Mali : le ministre de la Justice dénonce la dépravation des mœurs
Le ministre de la Justice du Mali, Mamoudou Kassogue, dénonce les réseaux de dépravation et appelle à des mesures strictes contre les infractions aux bonnes mœurs.
« Depuis un certain temps, il m'est revenu de constater avec une grande stupéfaction et une profonde consternation l'existence de véritables réseaux de dépravation de nos mœurs et de détournement de mineurs à des fins sexuelles ou d'activités pédopornographiques.
Ces groupes criminels, qui opèrent sur les réseaux sociaux, suivent un mode opératoire consistant en la création de groupes WhatsApp, TikTok ou Snapchat pour des rencontres et le partage de vidéos à caractère sexuel. Ils constituent de véritables centres de recrutement des futures victimes et de redoutables pièges pour tous les consommateurs d'images illicites. Ils organisent également des rencontres physiques dans des espaces fermés tels que les maisons closes, les appartements meublés, ou encore des constructions isolées.
Ils s'adonnent en outre à des actes sexuels de toutes natures et à la consommation de substances psychotropes et autres produits prohibés. Ils organisent aussi des voyages de leurs victimes, mineurs âgés quelquefois seulement de 12 à 13 ans, vers les zones d'extraction minière et dans certains pays pour des exploitations sexuelles et d'autres atrocités indicibles. Ces faits constituent des infractions d'atteinte aux bonnes mœurs prévues et punies par le code pénal.

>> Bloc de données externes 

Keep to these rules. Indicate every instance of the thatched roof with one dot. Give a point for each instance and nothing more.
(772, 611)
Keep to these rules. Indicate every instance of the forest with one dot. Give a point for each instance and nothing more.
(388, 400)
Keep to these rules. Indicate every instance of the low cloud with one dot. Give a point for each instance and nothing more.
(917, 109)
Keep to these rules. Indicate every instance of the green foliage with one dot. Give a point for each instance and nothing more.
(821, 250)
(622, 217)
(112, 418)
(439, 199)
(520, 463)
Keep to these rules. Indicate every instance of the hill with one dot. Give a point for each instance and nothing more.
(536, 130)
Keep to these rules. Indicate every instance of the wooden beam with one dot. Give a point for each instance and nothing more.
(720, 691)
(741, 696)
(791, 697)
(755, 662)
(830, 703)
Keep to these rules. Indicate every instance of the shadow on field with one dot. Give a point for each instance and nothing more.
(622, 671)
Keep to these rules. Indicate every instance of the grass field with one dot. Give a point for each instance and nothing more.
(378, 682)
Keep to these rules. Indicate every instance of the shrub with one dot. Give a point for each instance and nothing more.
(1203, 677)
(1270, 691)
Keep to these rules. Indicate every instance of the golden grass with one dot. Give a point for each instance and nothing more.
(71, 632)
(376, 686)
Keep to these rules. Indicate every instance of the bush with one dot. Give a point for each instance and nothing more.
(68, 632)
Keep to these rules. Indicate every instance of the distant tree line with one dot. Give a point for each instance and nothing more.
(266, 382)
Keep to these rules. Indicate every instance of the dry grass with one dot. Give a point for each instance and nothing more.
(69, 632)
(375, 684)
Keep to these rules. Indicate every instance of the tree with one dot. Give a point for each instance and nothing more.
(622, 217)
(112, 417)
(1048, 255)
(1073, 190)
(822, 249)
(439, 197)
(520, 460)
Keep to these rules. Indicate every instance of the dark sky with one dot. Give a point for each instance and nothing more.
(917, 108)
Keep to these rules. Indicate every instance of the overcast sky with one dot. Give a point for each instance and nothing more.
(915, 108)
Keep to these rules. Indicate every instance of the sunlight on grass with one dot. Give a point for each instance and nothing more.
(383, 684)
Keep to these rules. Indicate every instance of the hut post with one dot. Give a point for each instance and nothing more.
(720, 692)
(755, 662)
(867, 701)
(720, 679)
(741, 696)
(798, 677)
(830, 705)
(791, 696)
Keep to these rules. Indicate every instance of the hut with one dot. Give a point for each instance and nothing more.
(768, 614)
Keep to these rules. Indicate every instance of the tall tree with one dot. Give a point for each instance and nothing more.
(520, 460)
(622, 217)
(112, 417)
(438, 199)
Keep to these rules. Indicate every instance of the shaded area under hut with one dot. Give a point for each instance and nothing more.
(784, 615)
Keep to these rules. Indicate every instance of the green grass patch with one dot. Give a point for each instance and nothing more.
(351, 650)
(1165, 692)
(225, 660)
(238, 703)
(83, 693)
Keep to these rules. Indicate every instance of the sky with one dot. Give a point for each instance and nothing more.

Le ministre de la Justice et des Droits de l'Homme, Garde des Sceaux, tient à rappeler que ces actes immoraux et malsains, importés d'ailleurs, ne correspondent pas à nos valeurs sociétales, menacent gravement les fondements mêmes de notre société et hypothèquent l'avenir de notre jeunesse.
Ils constituent de graves infractions à la loi pénale pouvant être qualifiées, entre autres, d'outrage public à la pudeur, d'attentat à la pudeur, de viol, de pédophilie, d'incitation à la débauche, de prostitution forcée, de proxénétisme, de racolage, de détournement de mineurs, de corruption de la jeunesse, de tourisme sexuel, de pornographie forcée, de traite de personnes, de trafic illicite de migrants, d'achat, de vente, de consommation et de trafic de stupéfiants.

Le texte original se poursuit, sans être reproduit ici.